A photo of me at fancy-dress Vivaldi (although not in fancy dress) is forthcoming...

And now back to the mountain of material about cholera which is my official purpose for being here...

Tuesday, April 01, 2008

Wikipedia policy

"I like Wikipedia and often find it better than other encyclopedias. My colleagues say that is because I am trained to judge, but students aren't yet and can't be trusted with it. I say, they read all sorts of stuff all the time, they listen to talk radio, why should this be off limits?

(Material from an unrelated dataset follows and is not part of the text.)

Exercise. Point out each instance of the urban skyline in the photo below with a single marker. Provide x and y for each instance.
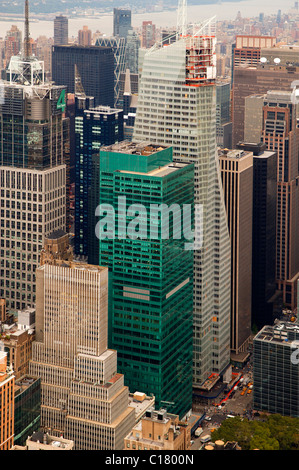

I don't let people cite *any* encyclopedias as ultimate sources of truth, so the university's specific prohibition against citing Wikipedia in theses and dissertations doesn't affect me or my students. Encyclopedias are, however, great first reference sources. That includes Wikipedia, I have found."

- Professor Zero

Precisely correct. The other day someone asked me what 'hegemony' was. I gave an answer, which on reflection I thought was too vague, so I thought I should go and look it up. I nearly went straight to wikipedia, then, fearing that what it had to offer would be too tendentious and thrown in to confusion by arguments among Cultural Studies undergraduates, resolved to go and find a dictionary of political thought. I found two, though neither of them were much good (Roger Scruton's excellent handbook was nowhere to be found) and both carried appalling definitions of hegemony. So (surprisingly enough) did a dictionary of Marxism. So I dug out the International Encyclopedia of the Social Sciences, only to be disappointed again (in this case, this otherwise first-rate reference work was showing its age - a lot has happened in the last 40 years as far as hegemony goes). After all that I went on wikipedia after all, and got a definition which was a long way from perfect, but a lot better than any of the others I had found in 'respectable' publications.